P@ssw0rd — looks complex, right? An attacker’s tool knows that people substitute a with @ and o with 0. It falls in under a minute with a rules-based dictionary attack.
j7$kQ2m!vP9xL4 — now we’re talking. Fifteen random characters from a 95-character pool. At 1 billion guesses per second (a realistic rate for a GPU cluster), brute-forcing this would take roughly 2.5 million years.
correct-horse-battery-staple — all lowercase, no special characters, but 28 characters long. Length dominates. Brute-forcing the character space would take longer than the age of the universe.
This tool shows you exactly where your password falls on that spectrum. It runs entirely in your browser — your password never touches a network connection.
What the Numbers Actually Mean
The crack time estimate assumes a pure brute-force attack at 1 billion guesses per second.
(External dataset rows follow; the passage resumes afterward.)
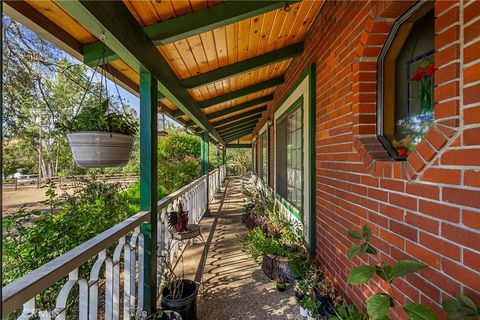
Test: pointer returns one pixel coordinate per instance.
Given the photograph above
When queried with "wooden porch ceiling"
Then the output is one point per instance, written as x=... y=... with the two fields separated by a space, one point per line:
x=226 y=58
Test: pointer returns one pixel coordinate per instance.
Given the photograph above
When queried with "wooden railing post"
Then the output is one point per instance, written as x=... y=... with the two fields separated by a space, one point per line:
x=148 y=184
x=205 y=167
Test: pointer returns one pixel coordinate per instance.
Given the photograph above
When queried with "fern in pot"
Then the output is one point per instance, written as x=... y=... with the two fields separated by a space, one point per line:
x=101 y=136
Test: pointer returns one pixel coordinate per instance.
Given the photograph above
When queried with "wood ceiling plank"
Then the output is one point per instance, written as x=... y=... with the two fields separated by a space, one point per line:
x=220 y=38
x=61 y=18
x=165 y=10
x=181 y=7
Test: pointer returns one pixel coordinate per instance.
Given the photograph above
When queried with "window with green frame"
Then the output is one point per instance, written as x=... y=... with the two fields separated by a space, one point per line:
x=264 y=157
x=289 y=156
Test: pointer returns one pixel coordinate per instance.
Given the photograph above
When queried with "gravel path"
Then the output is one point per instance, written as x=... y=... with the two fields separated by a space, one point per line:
x=234 y=287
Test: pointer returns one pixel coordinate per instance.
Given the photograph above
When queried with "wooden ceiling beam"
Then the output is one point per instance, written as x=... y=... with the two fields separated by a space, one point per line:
x=126 y=38
x=234 y=131
x=244 y=66
x=238 y=125
x=237 y=122
x=239 y=116
x=238 y=145
x=236 y=135
x=194 y=23
x=242 y=92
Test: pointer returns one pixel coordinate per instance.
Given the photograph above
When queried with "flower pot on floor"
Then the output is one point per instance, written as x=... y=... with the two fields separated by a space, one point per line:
x=98 y=149
x=276 y=267
x=186 y=305
x=303 y=312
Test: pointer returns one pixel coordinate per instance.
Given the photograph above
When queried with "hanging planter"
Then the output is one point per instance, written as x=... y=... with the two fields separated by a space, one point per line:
x=101 y=134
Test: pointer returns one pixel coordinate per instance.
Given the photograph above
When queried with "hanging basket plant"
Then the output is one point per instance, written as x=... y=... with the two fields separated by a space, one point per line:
x=100 y=134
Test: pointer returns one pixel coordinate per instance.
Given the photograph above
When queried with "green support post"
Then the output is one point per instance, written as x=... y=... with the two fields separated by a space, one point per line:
x=205 y=169
x=148 y=184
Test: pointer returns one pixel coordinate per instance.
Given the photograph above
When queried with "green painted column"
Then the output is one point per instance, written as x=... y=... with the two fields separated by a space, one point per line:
x=204 y=160
x=148 y=184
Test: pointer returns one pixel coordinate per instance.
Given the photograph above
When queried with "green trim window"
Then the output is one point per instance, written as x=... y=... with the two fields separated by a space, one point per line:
x=289 y=155
x=263 y=157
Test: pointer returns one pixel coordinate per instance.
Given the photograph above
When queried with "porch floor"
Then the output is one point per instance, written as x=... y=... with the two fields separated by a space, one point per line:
x=233 y=287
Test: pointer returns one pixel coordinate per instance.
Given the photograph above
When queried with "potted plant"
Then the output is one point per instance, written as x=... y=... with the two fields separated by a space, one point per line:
x=348 y=313
x=178 y=220
x=101 y=136
x=303 y=302
x=312 y=307
x=179 y=295
x=281 y=285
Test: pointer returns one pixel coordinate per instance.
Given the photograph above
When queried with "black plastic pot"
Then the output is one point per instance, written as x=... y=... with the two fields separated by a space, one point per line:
x=325 y=302
x=186 y=306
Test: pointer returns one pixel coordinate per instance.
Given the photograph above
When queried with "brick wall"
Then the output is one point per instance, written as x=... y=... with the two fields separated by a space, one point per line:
x=428 y=207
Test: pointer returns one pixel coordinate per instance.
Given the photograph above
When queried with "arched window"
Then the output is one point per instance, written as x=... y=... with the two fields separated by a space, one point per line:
x=406 y=70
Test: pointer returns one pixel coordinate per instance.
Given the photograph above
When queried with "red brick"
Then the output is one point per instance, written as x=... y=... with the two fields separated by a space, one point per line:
x=471 y=115
x=425 y=151
x=471 y=32
x=446 y=91
x=439 y=211
x=471 y=259
x=392 y=238
x=404 y=230
x=461 y=157
x=463 y=197
x=461 y=236
x=447 y=55
x=441 y=246
x=448 y=36
x=391 y=212
x=471 y=219
x=423 y=223
x=465 y=276
x=471 y=73
x=470 y=94
x=448 y=176
x=436 y=138
x=423 y=254
x=447 y=73
x=423 y=190
x=471 y=12
x=471 y=52
x=415 y=161
x=447 y=109
x=447 y=19
x=442 y=6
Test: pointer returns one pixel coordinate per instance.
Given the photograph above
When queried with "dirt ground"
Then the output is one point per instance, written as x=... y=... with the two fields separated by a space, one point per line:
x=31 y=197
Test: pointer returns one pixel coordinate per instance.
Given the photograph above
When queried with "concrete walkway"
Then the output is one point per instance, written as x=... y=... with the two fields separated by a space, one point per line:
x=233 y=287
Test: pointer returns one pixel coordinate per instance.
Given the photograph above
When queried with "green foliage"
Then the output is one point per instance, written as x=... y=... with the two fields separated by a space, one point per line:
x=33 y=238
x=379 y=304
x=348 y=313
x=178 y=160
x=461 y=308
x=102 y=117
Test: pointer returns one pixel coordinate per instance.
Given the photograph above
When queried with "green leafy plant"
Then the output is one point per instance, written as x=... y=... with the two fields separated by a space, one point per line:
x=102 y=117
x=461 y=308
x=379 y=304
x=348 y=313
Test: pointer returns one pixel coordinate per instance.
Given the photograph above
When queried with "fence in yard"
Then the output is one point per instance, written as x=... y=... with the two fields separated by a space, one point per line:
x=118 y=255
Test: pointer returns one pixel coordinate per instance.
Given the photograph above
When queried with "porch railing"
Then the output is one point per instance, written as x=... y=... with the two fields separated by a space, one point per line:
x=116 y=257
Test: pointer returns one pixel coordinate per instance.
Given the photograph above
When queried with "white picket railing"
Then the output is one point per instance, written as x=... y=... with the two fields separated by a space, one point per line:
x=119 y=253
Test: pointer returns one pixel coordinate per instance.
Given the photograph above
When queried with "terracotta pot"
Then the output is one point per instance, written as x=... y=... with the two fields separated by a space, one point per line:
x=97 y=149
That’s roughly what a mid-range GPU can do against unsalted SHA-256 hashes. Here’s the math:
The character set size depends on what’s in your password. Lowercase only? That’s 26 characters per position. Add uppercase: 52. Add digits: 62. Add symbols: 95. Raise that to the power of your password length, divide by 2 (on average you’ll find it halfway through), divide by the attack speed.
An 8-character password with all character types: 95^8 / 2 / 10^9 = about 33 days. That’s not great.
A 16-character password with all types: 95^16 / 2 / 10^9 = about 1.3 x 10^15 years. That’s very great.
Length beats complexity every time. A 20-character lowercase password (26^20) is astronomically stronger than an 8-character password with every character type (95^8).
Where This Falls Short
The brute-force estimate doesn’t account for smart attacks. Real attackers use:
- Dictionary attacks — trying every word in a wordlist (rockyou.txt has 14 million entries)
- Rules-based attacks — applying common substitutions (a->@, s->$, o->0) and patterns (capitalize first letter, add number at end)
- Credential stuffing — trying passwords leaked from other breaches
Summer2024! has decent brute-force resistance, but it’ll fall in seconds to a rules-based dictionary attack because it follows a hyper-common pattern: Season + Year + Symbol.
The meter gives you a solid baseline, but keep in mind that randomness matters as much as length. A password generated by a machine is always stronger than one composed by a human, because humans are predictable.
Auditing Your Accounts
Pull up your password manager and sort by strength. Run your weakest passwords through this meter. Anything below “Good” should get replaced immediately — especially for email, banking, cloud storage, and anything with payment information.
If you don’t have a password manager yet, start today. Use the Password Generator on Toolsvu to create random passwords for each account, and the Passphrase Generator for your master password (something you can actually type from memory).
All analysis runs client-side. Disconnect your internet and the tool keeps working. Your passwords stay on this page and nowhere else.